A MOTORIST who mounted a pavement and ran into his ex-partner’s friend has been freed by merciful judges.
Glenn Paul Shore (30) who was angry after his ex burnt his clothes was able to go home to spend Christmas with the disabled brother he cares for.
Shore, of Redscope Crescent, Kimberworth, was jailed for six months at Sheffield Crown Court on November 23.
He admitted common assault and driving without due care and attention, Judge Mark Lucraft QC told London’s Appeal Court.
Shore’s relationship with Sara Swinbourne, which began in October 2015, had come to an end, the court heard.
In April, he told her he was going to collect his clothes from her home and she said she would burn them, which she did, said the judge.
Shore drove to her home but she did not answer the door so he parked by a junction in a nearby street.
When he saw her friend, Lea Shelton, walking down the street he mounted the pavement and collided with her.
There had been “tension” between Ms Shelton and Shore, added the judge.
She ended up on the bonnet of the car and was carried a short distance before falling to the ground.
Shore drove off and, fortunately, his victim was not seriously injured.
He had no previous convictions but had a reprimand for possessing a weapon in public and a caution for assault occasioning actual bodily harm.
A probation officer’s report said he accepted his behaviour towards his former partner had been “controlling” and he “deeply regretted” his crimes.
Ms Hannah Walker, for Shore, argued his jail term was far too tough and should have been suspended, as recommended by the probation officer.
He should have received more credit for his personal mitigation, including being the carer for his severely disabled twin brother, the barrister argued.

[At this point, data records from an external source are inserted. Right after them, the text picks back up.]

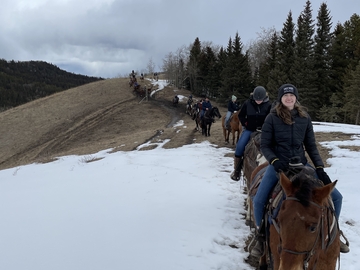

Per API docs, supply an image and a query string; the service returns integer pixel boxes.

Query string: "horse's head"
[277,172,336,269]
[211,107,221,119]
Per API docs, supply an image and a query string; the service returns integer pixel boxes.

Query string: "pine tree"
[314,3,336,110]
[266,32,284,100]
[279,11,295,83]
[344,61,360,125]
[187,37,201,95]
[293,1,320,118]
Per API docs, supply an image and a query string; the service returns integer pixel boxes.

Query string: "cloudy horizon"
[0,0,360,78]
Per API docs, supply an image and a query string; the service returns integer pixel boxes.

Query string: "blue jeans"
[225,111,232,127]
[235,129,253,157]
[253,164,343,226]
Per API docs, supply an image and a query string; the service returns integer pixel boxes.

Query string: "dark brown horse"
[173,96,179,107]
[249,166,340,270]
[222,111,242,145]
[195,107,221,136]
[242,131,268,225]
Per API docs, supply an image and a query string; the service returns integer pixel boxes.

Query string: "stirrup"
[340,230,350,253]
[250,240,265,258]
[230,170,240,181]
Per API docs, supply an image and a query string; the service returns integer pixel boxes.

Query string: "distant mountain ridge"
[0,59,103,111]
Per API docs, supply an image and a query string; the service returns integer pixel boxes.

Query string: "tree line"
[0,59,102,111]
[163,1,360,124]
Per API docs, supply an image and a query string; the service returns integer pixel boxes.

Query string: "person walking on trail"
[224,95,239,129]
[230,86,271,181]
[200,97,212,120]
[251,84,350,257]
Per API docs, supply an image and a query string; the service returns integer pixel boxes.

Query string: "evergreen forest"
[163,1,360,125]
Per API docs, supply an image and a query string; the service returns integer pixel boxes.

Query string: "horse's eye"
[309,225,317,233]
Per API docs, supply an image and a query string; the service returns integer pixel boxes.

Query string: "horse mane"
[291,171,321,207]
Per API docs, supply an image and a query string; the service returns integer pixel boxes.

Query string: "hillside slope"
[0,78,226,169]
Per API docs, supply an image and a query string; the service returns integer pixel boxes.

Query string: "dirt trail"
[0,79,231,169]
[0,78,349,169]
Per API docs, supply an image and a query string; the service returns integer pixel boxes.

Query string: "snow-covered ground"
[0,118,360,270]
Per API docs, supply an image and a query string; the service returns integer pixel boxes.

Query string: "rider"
[200,97,212,120]
[230,86,271,181]
[251,84,349,257]
[186,95,193,114]
[225,95,239,129]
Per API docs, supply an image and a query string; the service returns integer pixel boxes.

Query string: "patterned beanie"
[278,83,299,101]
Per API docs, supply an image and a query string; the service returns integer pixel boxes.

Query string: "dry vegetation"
[0,78,359,169]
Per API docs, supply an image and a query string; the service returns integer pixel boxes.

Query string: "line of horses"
[186,94,341,270]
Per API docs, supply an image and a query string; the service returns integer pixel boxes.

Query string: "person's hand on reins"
[271,158,289,172]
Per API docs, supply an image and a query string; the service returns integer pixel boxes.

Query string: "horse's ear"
[280,172,293,196]
[313,180,337,203]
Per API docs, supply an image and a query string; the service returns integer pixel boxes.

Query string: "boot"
[340,231,350,253]
[230,157,243,181]
[250,224,265,258]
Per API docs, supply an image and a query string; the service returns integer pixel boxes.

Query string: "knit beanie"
[278,84,299,101]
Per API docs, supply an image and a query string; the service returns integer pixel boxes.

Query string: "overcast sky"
[0,0,360,78]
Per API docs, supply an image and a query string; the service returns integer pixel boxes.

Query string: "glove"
[316,168,331,185]
[271,159,289,172]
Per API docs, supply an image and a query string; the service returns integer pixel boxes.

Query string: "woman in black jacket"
[251,84,349,256]
[230,86,271,181]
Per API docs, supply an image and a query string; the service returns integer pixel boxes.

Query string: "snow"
[0,109,360,270]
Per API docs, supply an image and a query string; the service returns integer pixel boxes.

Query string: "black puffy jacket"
[239,96,271,131]
[261,107,324,167]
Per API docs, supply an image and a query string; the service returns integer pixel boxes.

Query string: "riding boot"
[340,231,350,253]
[230,157,243,181]
[250,221,265,258]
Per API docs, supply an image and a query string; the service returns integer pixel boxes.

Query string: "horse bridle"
[273,197,325,270]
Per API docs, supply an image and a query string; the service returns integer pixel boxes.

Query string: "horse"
[250,164,340,270]
[173,96,179,107]
[195,107,221,137]
[241,130,269,225]
[222,111,242,145]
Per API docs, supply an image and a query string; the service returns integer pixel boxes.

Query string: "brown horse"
[249,168,340,270]
[241,131,269,225]
[194,107,221,137]
[222,111,242,145]
[270,173,340,270]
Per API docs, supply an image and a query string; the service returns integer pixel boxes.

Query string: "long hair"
[275,101,308,125]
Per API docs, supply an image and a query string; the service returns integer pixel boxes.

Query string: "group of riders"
[186,84,350,257]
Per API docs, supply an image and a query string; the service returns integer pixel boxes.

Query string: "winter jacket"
[239,96,271,131]
[260,109,324,167]
[202,101,212,111]
[228,100,239,113]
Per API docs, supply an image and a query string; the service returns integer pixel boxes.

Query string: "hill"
[0,78,231,169]
[0,78,341,169]
[0,59,102,110]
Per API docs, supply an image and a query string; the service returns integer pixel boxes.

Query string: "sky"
[0,0,360,78]
[0,79,360,270]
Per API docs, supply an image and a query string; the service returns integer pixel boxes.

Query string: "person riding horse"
[251,84,349,257]
[230,86,271,181]
[186,95,193,115]
[200,97,212,121]
[224,95,239,129]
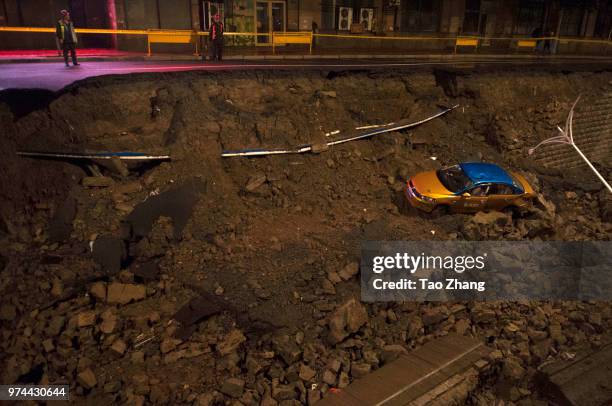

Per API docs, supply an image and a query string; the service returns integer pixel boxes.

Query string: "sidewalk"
[0,47,612,64]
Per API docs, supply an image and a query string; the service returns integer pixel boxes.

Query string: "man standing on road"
[208,14,223,62]
[56,10,79,66]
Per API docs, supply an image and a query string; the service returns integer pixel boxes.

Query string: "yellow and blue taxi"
[406,162,535,214]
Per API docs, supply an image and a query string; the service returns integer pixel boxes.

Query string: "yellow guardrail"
[0,27,612,55]
[455,37,479,53]
[272,31,312,55]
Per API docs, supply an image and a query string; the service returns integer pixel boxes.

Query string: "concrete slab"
[540,341,612,406]
[317,334,490,406]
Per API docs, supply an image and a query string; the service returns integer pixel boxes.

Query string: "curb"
[0,54,612,64]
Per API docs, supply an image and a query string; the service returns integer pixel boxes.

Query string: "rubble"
[328,299,368,344]
[106,282,147,305]
[0,71,612,405]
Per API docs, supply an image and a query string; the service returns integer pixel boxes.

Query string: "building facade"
[0,0,612,52]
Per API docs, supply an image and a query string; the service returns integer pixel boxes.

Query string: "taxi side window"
[470,185,489,196]
[489,185,515,195]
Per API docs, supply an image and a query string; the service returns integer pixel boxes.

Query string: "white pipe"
[572,142,612,193]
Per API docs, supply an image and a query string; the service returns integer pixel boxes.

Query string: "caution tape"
[0,27,612,45]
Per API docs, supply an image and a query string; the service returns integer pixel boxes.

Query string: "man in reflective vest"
[55,10,79,66]
[208,14,223,62]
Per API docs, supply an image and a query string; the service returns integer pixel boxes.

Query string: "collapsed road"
[0,65,612,405]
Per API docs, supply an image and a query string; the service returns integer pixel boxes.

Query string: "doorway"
[255,1,287,45]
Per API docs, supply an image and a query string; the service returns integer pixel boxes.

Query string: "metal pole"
[572,142,612,193]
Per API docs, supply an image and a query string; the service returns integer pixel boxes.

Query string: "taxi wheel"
[429,204,449,219]
[395,191,412,215]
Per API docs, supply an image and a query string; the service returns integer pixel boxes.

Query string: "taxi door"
[486,184,518,210]
[456,185,489,212]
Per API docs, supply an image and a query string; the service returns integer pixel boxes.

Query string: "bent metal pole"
[529,96,612,193]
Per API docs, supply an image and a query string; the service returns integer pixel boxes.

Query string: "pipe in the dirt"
[221,104,459,158]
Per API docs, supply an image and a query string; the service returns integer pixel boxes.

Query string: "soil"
[0,70,612,405]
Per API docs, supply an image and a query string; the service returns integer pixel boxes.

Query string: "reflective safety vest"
[56,20,77,44]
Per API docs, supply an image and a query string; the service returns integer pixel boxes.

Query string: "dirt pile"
[0,68,612,405]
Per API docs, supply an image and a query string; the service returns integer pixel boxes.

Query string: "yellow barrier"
[147,30,200,56]
[272,31,312,55]
[455,37,478,53]
[516,39,538,50]
[0,27,612,55]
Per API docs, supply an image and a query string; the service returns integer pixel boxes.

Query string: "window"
[514,0,544,35]
[489,184,516,195]
[400,0,440,32]
[595,3,612,38]
[461,0,480,34]
[559,6,584,37]
[470,185,489,197]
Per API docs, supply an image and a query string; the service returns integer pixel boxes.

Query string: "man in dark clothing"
[208,14,223,62]
[55,10,79,66]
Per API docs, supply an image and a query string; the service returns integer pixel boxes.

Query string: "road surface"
[0,58,612,91]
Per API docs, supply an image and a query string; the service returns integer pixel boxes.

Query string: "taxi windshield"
[436,165,474,193]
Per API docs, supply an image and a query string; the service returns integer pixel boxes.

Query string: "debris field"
[0,70,612,405]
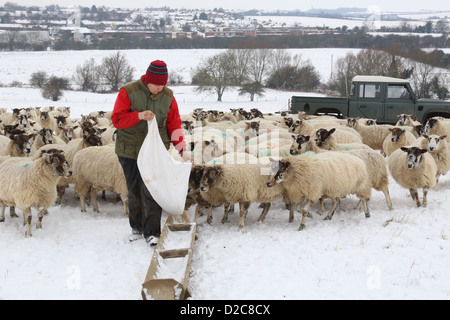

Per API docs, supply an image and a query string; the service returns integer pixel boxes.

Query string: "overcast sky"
[0,0,450,12]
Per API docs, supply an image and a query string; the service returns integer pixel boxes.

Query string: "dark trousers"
[119,157,162,238]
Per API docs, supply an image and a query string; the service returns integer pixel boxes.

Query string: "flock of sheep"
[183,109,450,230]
[0,107,450,236]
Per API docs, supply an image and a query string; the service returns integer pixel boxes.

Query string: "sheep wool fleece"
[115,79,173,159]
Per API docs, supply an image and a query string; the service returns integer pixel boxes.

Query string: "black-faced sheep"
[0,134,35,157]
[200,164,281,231]
[388,147,437,207]
[412,134,450,189]
[383,127,416,157]
[72,145,128,216]
[267,151,371,230]
[347,118,393,150]
[425,118,450,142]
[0,149,72,236]
[315,128,371,151]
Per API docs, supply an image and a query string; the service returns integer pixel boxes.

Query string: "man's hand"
[138,110,155,121]
[181,151,194,162]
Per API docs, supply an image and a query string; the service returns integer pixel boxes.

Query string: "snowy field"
[0,49,450,300]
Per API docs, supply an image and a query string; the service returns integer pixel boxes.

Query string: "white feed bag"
[137,118,192,215]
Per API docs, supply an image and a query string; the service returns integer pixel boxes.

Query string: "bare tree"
[227,49,252,86]
[99,51,134,92]
[192,52,234,101]
[409,60,436,99]
[41,76,69,101]
[74,58,100,92]
[249,49,272,83]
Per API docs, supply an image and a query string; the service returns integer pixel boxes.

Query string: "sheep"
[412,134,450,189]
[30,128,54,156]
[383,127,416,157]
[58,125,78,143]
[426,134,450,186]
[290,119,362,143]
[388,146,437,207]
[0,133,35,157]
[315,128,372,151]
[0,149,72,236]
[245,138,292,158]
[425,118,450,142]
[200,164,281,231]
[38,108,57,130]
[185,165,221,220]
[290,135,393,212]
[72,144,128,216]
[38,125,102,205]
[395,113,421,127]
[267,151,371,230]
[347,118,393,150]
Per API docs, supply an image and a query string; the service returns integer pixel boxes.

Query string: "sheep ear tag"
[137,118,192,215]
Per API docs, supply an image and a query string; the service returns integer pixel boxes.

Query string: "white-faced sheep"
[395,113,421,127]
[200,164,281,231]
[290,119,362,143]
[388,147,437,207]
[0,149,72,236]
[290,135,392,211]
[315,128,372,151]
[383,127,416,157]
[0,133,35,157]
[38,125,102,204]
[425,118,450,142]
[72,145,128,216]
[412,134,450,189]
[267,151,371,230]
[347,118,393,150]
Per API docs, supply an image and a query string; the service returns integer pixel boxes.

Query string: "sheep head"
[188,165,205,194]
[314,128,336,148]
[400,147,427,169]
[289,134,309,156]
[40,149,72,178]
[267,158,291,188]
[389,128,405,142]
[200,165,222,192]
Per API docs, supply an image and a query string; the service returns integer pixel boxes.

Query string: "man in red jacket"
[111,60,188,246]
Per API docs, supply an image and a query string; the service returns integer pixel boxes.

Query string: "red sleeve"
[166,97,186,152]
[111,88,140,129]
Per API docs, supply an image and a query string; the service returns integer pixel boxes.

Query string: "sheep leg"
[55,185,66,206]
[409,188,421,207]
[422,187,428,207]
[222,202,234,223]
[297,200,311,231]
[120,193,129,217]
[80,194,86,212]
[23,208,32,237]
[36,208,47,229]
[9,206,19,218]
[317,197,325,216]
[323,198,341,220]
[0,203,6,222]
[238,202,250,231]
[384,188,394,210]
[286,203,295,223]
[360,198,370,218]
[258,202,271,222]
[91,187,100,213]
[206,205,212,225]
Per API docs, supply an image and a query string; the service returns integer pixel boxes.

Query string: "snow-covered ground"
[0,49,450,300]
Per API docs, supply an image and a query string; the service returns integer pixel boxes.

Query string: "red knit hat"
[145,60,169,86]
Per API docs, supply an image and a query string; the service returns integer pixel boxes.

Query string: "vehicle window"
[387,84,411,99]
[359,83,381,98]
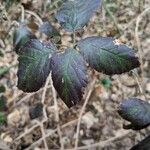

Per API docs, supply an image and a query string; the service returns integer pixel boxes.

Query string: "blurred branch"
[74,79,96,150]
[135,7,150,80]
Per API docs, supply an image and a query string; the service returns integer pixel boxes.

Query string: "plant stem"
[72,31,76,47]
[103,1,122,35]
[20,5,25,23]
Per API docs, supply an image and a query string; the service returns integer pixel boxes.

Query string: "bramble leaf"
[56,0,101,32]
[130,135,150,150]
[17,39,56,92]
[77,37,140,75]
[13,26,36,52]
[39,21,60,38]
[51,48,87,107]
[118,98,150,130]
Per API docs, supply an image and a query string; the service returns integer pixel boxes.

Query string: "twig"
[75,79,96,150]
[135,7,150,80]
[103,1,122,35]
[25,120,77,150]
[72,31,76,47]
[132,70,147,100]
[25,10,43,24]
[50,73,64,150]
[66,129,132,150]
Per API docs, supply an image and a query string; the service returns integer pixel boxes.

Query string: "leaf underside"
[118,98,150,130]
[51,48,87,107]
[17,39,56,92]
[56,0,101,32]
[77,37,140,75]
[13,26,36,53]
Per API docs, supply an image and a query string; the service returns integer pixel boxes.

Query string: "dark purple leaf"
[13,26,36,52]
[51,48,87,107]
[17,39,56,92]
[77,37,140,75]
[56,0,101,32]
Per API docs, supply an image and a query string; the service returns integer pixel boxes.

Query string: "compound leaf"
[17,39,55,92]
[51,48,87,107]
[56,0,101,32]
[130,135,150,150]
[77,37,139,75]
[118,98,150,130]
[13,26,36,52]
[39,21,60,38]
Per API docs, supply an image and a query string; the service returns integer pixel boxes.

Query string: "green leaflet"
[13,26,36,53]
[17,39,56,92]
[51,48,87,107]
[77,36,140,75]
[56,0,101,32]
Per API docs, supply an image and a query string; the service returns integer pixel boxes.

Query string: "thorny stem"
[74,79,96,150]
[72,31,76,47]
[135,7,150,80]
[132,70,146,100]
[20,5,25,23]
[50,73,64,150]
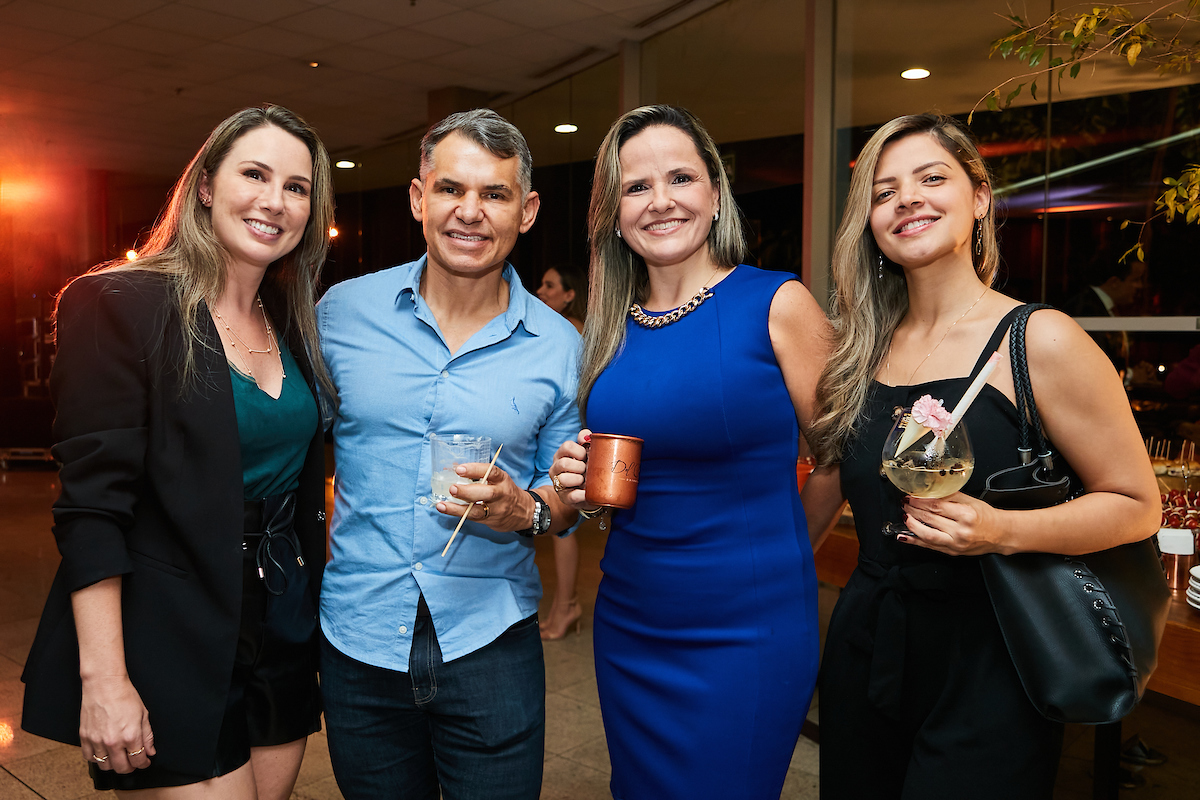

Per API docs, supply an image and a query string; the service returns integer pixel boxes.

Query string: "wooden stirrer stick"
[442,444,504,558]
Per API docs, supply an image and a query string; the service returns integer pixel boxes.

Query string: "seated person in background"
[1062,257,1146,378]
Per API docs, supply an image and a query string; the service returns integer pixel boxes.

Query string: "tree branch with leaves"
[967,0,1200,260]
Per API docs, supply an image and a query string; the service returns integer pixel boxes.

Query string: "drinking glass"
[880,408,974,536]
[430,433,492,505]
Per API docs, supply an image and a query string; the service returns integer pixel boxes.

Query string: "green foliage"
[967,0,1200,261]
[968,0,1200,121]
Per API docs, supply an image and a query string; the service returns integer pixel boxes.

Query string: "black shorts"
[89,496,320,790]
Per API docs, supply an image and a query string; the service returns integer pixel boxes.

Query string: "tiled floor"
[0,465,1200,800]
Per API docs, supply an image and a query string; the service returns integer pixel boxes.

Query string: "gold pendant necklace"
[887,287,988,386]
[212,295,288,378]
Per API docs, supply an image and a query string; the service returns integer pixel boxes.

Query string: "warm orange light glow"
[1033,203,1134,213]
[0,180,48,203]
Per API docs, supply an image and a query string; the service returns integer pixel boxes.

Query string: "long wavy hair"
[810,114,1000,463]
[92,106,337,398]
[578,106,746,419]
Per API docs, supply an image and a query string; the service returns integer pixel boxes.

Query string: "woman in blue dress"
[550,106,828,800]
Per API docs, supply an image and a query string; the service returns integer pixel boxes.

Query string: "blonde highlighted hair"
[578,106,746,420]
[809,114,1000,464]
[79,106,336,398]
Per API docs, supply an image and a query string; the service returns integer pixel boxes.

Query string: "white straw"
[943,350,1000,438]
[442,444,504,558]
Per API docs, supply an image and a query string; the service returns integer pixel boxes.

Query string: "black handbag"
[979,303,1171,724]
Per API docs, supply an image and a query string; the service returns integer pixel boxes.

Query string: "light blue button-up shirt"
[317,258,580,672]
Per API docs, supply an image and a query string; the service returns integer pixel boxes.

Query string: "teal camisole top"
[229,348,319,500]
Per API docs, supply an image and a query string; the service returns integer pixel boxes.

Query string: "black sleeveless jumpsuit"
[818,317,1062,800]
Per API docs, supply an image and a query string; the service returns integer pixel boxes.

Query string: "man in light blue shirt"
[318,110,580,800]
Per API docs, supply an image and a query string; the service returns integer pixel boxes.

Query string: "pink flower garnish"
[912,395,952,437]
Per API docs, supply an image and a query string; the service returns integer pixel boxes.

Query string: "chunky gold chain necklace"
[629,267,721,329]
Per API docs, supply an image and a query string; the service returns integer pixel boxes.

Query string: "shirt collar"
[396,253,539,336]
[1092,287,1116,317]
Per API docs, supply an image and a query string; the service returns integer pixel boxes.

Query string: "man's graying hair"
[421,108,533,198]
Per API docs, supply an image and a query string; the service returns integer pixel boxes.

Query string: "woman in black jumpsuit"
[808,115,1159,800]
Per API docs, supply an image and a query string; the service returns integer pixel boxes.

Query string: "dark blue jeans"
[320,601,546,800]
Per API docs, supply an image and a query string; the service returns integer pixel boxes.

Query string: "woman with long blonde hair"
[550,106,828,800]
[22,106,334,800]
[809,114,1159,800]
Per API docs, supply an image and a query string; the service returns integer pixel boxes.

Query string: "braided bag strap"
[1008,302,1052,463]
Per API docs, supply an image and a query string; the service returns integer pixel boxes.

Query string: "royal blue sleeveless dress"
[587,265,818,800]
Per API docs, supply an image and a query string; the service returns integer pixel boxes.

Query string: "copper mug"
[583,433,642,509]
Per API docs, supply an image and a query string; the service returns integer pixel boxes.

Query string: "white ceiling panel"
[275,8,386,42]
[304,43,408,73]
[0,0,113,40]
[328,0,458,26]
[354,28,462,60]
[412,11,526,48]
[99,23,209,55]
[38,0,167,19]
[226,24,335,61]
[0,22,77,53]
[476,0,596,29]
[0,0,720,175]
[133,2,254,42]
[180,0,312,23]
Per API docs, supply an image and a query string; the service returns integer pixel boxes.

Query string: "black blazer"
[22,271,325,774]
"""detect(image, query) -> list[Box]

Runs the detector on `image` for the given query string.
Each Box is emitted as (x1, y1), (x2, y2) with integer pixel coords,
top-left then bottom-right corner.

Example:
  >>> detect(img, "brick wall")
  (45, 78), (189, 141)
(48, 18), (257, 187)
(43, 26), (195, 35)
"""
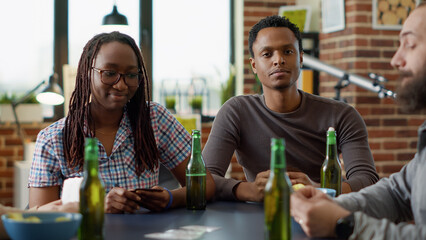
(0, 123), (48, 206)
(241, 0), (426, 180)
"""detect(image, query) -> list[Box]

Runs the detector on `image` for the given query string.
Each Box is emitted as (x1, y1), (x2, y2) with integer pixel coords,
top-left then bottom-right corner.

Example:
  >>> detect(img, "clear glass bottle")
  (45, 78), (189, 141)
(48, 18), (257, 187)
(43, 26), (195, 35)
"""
(186, 130), (207, 210)
(264, 138), (292, 240)
(78, 138), (105, 240)
(321, 127), (342, 197)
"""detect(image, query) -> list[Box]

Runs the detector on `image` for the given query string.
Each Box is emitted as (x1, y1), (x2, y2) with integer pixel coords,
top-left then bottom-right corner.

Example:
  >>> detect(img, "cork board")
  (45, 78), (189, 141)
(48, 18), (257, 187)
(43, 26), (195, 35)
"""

Judge Lucraft said: “There were good reasons for marking this offending with a custodial sentence.
“But it could and should have been a little shorter in length and suspended.”
The judge, sitting with Lord Justice Irwin and Mr Justice Picken, quashed the six-month jail term and replaced it with a three-month suspended sentence.
The suspended sentence includes a rehabilitation requirement, and a 12-month driving ban remains in place.